Within the Basilica of Loreto, stands a tiny cottage, venerated as the house in Nazareth in which Mother Mary was born, where an angel visited Mary and she conceived of the Holy Spirit, and where the Holy Family lived.

An inscription outside the church states that the cottage was transferred miraculously from Palestine to Italy by angels. Almost 50 popes have honored the shrine, and an immense number of Vatican documents refer to it as the Holy House of Nazareth.

Many saints have venerated the shrine in their lifetimes, including: St. Charles Borromeo, St. Francis de Sales, St. Ignatius Loyola and St. Alphonsus Liguori.
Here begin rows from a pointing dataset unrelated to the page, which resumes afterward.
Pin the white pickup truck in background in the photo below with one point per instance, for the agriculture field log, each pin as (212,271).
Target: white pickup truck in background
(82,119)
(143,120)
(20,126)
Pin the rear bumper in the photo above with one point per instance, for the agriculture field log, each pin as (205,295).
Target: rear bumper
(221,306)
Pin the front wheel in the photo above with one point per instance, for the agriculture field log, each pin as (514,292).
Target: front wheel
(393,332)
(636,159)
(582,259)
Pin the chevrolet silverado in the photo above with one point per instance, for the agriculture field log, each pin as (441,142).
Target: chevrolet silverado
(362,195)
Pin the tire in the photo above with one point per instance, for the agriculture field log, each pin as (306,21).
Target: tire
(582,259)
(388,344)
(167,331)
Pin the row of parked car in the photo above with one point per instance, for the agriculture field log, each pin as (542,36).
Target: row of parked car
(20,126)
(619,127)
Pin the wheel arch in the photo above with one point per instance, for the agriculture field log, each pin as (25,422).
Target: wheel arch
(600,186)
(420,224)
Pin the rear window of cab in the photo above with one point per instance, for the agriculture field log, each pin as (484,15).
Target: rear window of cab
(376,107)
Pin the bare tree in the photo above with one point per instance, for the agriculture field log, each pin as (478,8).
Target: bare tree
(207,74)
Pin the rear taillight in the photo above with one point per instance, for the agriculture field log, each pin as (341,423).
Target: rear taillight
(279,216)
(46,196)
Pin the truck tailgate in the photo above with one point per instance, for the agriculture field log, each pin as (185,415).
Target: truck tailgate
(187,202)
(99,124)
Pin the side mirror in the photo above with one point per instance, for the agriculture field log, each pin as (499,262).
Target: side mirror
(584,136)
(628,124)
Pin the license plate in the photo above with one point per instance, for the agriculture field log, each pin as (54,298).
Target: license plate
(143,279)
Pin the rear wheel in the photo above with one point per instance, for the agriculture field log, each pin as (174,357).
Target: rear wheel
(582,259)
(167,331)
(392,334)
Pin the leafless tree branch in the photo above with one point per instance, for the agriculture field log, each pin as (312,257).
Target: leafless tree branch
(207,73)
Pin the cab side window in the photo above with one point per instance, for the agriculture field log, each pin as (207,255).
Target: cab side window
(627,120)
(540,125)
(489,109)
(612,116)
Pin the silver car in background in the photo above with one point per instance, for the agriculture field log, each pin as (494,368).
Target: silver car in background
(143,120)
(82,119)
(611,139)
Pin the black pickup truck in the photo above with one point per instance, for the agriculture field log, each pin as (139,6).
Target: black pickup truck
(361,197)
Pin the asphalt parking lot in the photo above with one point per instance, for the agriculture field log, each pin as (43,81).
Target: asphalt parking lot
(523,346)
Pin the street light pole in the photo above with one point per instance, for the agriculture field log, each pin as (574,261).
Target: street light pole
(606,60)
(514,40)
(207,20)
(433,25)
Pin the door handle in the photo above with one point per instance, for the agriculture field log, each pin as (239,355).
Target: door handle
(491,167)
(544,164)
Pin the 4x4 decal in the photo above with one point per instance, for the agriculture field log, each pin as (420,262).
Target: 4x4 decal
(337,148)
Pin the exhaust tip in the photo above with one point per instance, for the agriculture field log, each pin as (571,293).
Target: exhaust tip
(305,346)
The house was formally investigated in 1751 under Pope Benedict XIV. It was found that the Holy House does not rest, and has never rested, upon foundations sunk into the earth where it now stands, supporting the belief that it was transferred from another site. As well, the construction materials are allegedly chemically identical with materials commonly found in Nazareth.

The Holy House of Loreto has been one of the most famous shrines in Italy since the 15th century, and has been the scene of numerous miraculous cures.